Given no insects had arrived during my first hour of waiting I decided it would be okay if I put my finger in the plant and felt around. The inside felt mildly slippery; kind of a waxy texture. I reasoned that the area was so slippery that the ants and other insects just slipped right in when searching for the nectar. But that didn’t quite make sense to me. If it was that good at catching insects then it had the potential to really make a large dent in their population. Looking into several pitcher plants I could see a few insects, but certainly nothing that approached an entire ant colony. I would just have to wait and see.

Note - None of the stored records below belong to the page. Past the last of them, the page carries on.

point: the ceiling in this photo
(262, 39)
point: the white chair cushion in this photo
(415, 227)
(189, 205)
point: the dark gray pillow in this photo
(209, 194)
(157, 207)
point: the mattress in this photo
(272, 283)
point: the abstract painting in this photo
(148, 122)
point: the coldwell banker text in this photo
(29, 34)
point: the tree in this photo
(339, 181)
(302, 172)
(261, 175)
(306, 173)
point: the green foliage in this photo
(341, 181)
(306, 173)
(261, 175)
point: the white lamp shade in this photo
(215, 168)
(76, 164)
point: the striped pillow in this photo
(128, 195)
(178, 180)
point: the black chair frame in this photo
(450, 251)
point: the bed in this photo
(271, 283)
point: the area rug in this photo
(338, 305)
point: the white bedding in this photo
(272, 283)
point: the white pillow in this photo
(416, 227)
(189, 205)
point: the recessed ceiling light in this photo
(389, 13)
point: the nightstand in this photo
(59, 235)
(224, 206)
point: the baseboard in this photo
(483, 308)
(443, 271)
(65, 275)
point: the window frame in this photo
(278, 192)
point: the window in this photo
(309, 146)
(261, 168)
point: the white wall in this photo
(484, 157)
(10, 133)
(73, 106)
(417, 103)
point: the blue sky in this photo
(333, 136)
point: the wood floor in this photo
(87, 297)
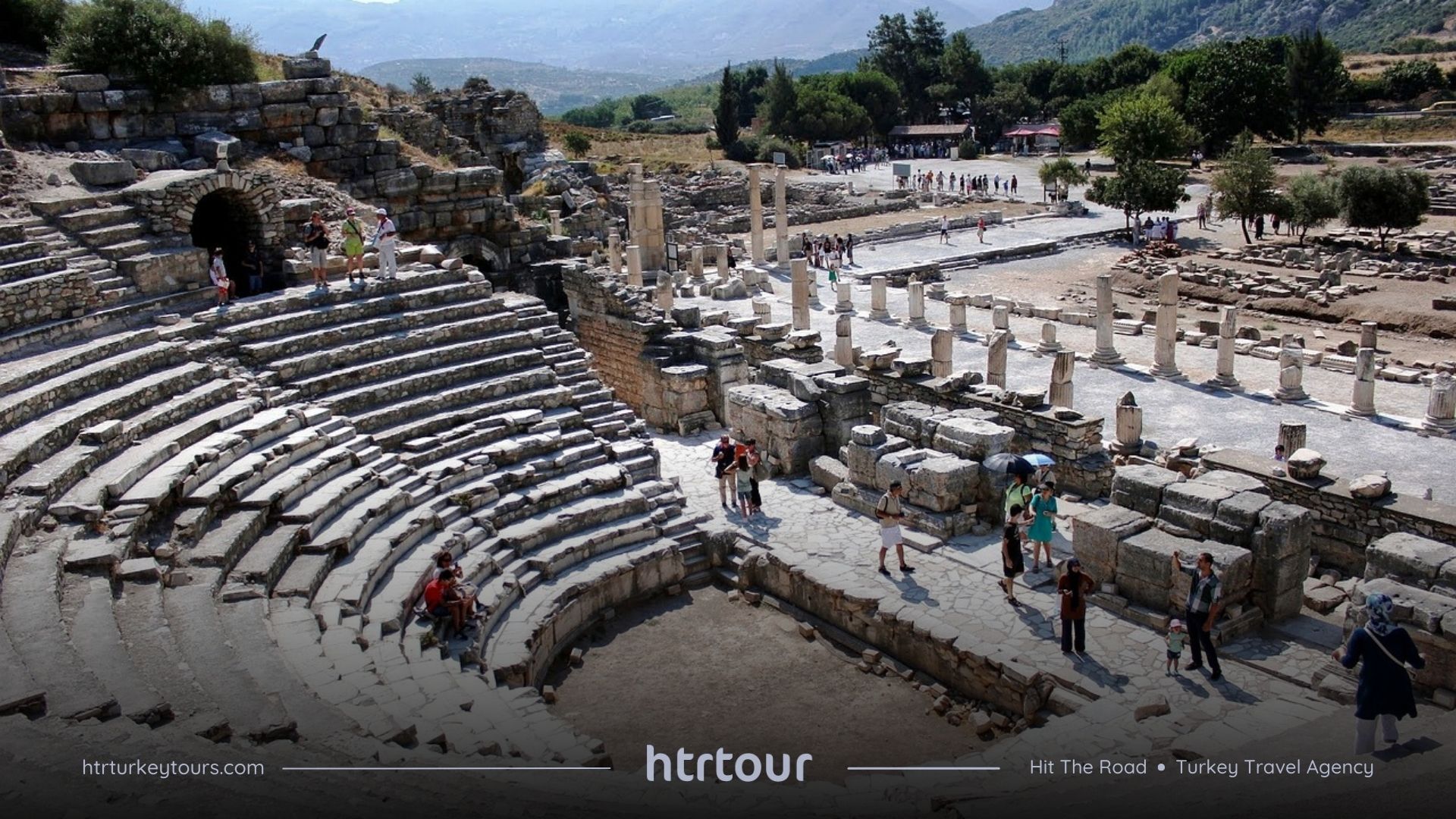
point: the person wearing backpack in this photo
(1385, 687)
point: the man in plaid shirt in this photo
(1203, 611)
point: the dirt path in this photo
(702, 672)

The sun was getting higher in the sky and the bog was feeling pretty steamy. As one who appreciates arctic weather this wasn’t exactly my cup of tea. But then a breeze started to whip up and some clouds overhead provided shade now and then. The change in weather also, probably coincidently, brought a few ants to the pitcher plant. For the first half an hour or so there were just a few and they seemed to have no trouble negotiating around the lip of the plant without falling in. I couldn’t tell exactly, but it looked as if they could get close enough to the liquid within the plant’s tube to retrieve some of the nectar. Interesting, I thought, these ants were seemingly capable of outwitting the carnivorous plant. Within an hour the plant was swarming with black ants. I looked at other pitcher plants and they were all doing business at a record clip. In another fifteen minutes the pitcher plants were so busy it looked like the mall on the day after Thanksgiving. I did see a few ants get knocked into the liquid by other ants, also reminiscent of black Friday shopping! It wondered if this is how they captured their prey, accidental drowning. It just didn’t seem plausible.
While all this was going on, I lost track of the weather. There was no heat to distract me so why would I be paying attention? And wouldn’t you know it, without warning the sky became very dark and a very fast and sudden downpour was upon the bog. I was picking up my gear to head back to my truck when as fast as the rain shower started it stopped again. To make matters even stranger, the sun was out again almost immediately. I guess that’s why they call them sun showers.
I looked back at my pitcher plant. Holy smokes! The ants were slipping all over the place and sliding right into the vat of doom! Evidently the waxy surface on the brim of the leaf could be negotiated when it was dry, but when you added water the viscosity changed entirely and the ants scurrying around just couldn’t get or keep traction.
I watched the ants fall into the pitcher plant for a few minutes and noticed that the horde of ants was diminished. There was no where near as many ants at this point in time to slide into the slippery abyss. I wondered if they were reacting to the demise of their fellow ants. Somehow they had the capability to recognize the danger and move away after a few dozen ants slipped to their viscous demise.
The mystery solved I could now find my way back to my truck and amble towards home. There is absolutely no question that others had observed this phenomenon before me, but in those days, before the internet, sometimes self observation was faster than a day long trip to a decent library.
As I headed home in my old truck the soft springs bounced me up and down on the unimproved roads. It reminded me of the rolling, up and down, motion of the quaking bog. Perhaps I would stop for breakfast on the way home in a nearby village. I thought I might enjoy something that hadn’t been recently captured and dissolved. Pancakes with maple syrup sounded good!
Written for www.wildramblings.com in May 2009.